All’inizio del XX secolo, la Festa Patronale di S. Antonino, secondo i racconti e le testimonianze degli anziani del paese, si svolgeva la prima domenica di Settembre. Antonino di Apamea, martire cristiano, viene infatti venerato dalla Chiesa Cattolica come santo e ricordato il 2 settembre.
L’immagine sacra di S.Antonino veniva onorata nelle funzioni religiose al mattino della domenica con una Messa solenne, cantata dal coro e accompagnata dall’organo, a cui seguiva una processione per le vie del paese, con la statua del Santo Patrono portato a spalle da giovani volontari. A mezzogiorno il campanaro dell’epoca “Cìn Losna” (così chiamato per via del suo carattere burbero e dai capelli rossi), suonava le campane con tanta maestria da ricevere i complimenti da parte di tutti.
Ancora oggi le funzioni religiose, anche se modificate negli anni nel loro contesto, continuano a manifestare un senso di appartenenza alle tradizioni popolari della nostra terra.

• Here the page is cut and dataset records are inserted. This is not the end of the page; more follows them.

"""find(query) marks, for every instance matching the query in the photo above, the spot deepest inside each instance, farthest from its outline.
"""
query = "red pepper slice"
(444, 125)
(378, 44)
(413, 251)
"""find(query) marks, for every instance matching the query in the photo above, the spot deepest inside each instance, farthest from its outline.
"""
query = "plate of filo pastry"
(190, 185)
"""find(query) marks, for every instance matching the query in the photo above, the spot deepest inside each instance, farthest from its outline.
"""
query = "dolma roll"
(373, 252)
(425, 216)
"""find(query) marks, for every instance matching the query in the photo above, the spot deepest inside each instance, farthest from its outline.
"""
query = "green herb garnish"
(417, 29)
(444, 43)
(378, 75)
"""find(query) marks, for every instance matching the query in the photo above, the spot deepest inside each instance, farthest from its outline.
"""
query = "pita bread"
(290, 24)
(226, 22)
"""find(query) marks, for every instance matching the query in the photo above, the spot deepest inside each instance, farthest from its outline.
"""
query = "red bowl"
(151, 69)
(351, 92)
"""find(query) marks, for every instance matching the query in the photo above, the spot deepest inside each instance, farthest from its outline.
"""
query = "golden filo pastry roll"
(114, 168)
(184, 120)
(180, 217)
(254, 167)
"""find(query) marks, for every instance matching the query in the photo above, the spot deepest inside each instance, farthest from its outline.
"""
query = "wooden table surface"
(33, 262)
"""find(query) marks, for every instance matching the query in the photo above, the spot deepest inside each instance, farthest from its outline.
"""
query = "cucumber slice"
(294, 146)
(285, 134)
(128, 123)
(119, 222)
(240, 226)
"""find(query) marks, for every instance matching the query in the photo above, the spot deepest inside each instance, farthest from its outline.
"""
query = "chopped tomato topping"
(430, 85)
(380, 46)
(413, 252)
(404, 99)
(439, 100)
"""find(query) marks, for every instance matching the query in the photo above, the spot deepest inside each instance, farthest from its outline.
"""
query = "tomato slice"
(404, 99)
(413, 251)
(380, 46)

“Al Dì Dla Fèsta”, come veniva chiamata la Festa Patronale, era in effetti la festa più importante dell’anno. All’inizio del ‘900 il paese di S.Antonino, abitato prevalentemente da contadini, contava circa mille abitanti. Coloro che per motivi di lavoro si erano trasferiti in città, il giorno della festa vi facevano ritorno per trovare i parenti che non vedevano da un anno. Dalla piccola stazione del paese scendevano dal treno famiglie intere, anche con bambini neonati da far conoscere e presentare a famigliari ed amici.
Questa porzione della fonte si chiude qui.